An hour before the big meeting with Augustine Goddard, we gathered in Packard, one of the bigger conference rooms, for a dress rehearsal. Nora was wearing a beautiful blue suit and she looked like she’d had her hair done specially for the occasion. She was totally on edge; she crackled with nervous energy. She was smiling, her eyes wide.
She and Chad were rehearsing in the room while the rest of us gathered. Chad was playing Jock. They were doing this back-and-forth like an old married couple going through the paces of a long-familiar argument, when suddenly Chad’s cell phone rang. He had one of those Motorola flip phones, which I was convinced he favored so he could end a call by snapping it shut.
“This is Chad,” he said. His tone abruptly warmed. “Hey, Tony.” He held an index finger in the air to tell Nora to wait, and he went off into a corner of the room.
“Chad,” Nora called after him with annoyance. He turned back, nodded at her, held up his finger again. A minute or so later I heard him snap the phone closed, and then he came up to Nora, speaking fast in a low voice. We were all watching, listening in; they were in the center ring.
“That’s a buddy of mine in the controller’s office,” he said quietly, grimfaced. “The decision on Maestro has already been made.”
“How do you know?” Nora said.
“The controller just put through the order to do a one-time write-off of fifty million bucks for Maestro. The decision’s been made at the top. This meeting with Goddard is just a formality.”
Nora flushed deep crimson and turned away. She walked over to the window and looked out, and for a full minute she didn’t say anything.
33
The Executive Briefing Center was on the seventh floor of A Wing, just down the hall from Goddard’s office. We trooped over there in a group, the mood pretty low.
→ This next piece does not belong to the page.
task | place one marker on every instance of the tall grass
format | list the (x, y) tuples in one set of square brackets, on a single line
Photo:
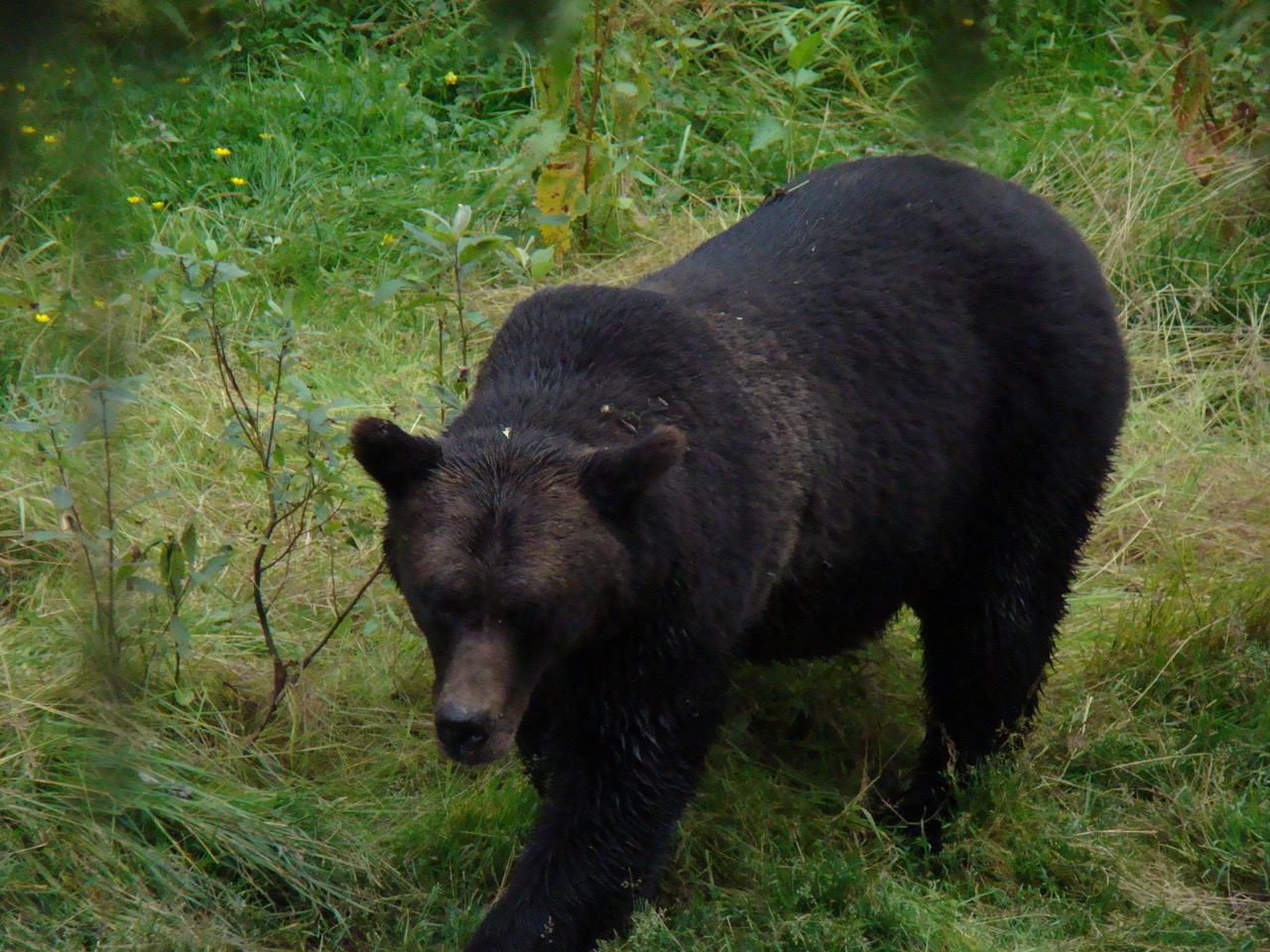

Nora said she’d join us in a few minutes.
“Dead men walking!” Chad sang out to me as we walked. “Dead men walking!”
I nodded. Mordden glanced at Chad walking beside me, and he kept his distance, no doubt thinking all kinds of evil thoughts about me, trying to figure out why I wasn’t giving Chad the cold shoulder, what I was up to. He hadn’t been stopping by my cubicle as often since the night I’d sneaked into Nora’s office. It was hard to tell if he was acting strangely, since strange was his default mode. Also, I didn’t want to succumb to the situational paranoia—was he looking at me funny, that sort of thing. But I couldn’t help wondering whether I had blown the whole mission with one single act of carelessness, whether Mordden was going to cause me serious trouble.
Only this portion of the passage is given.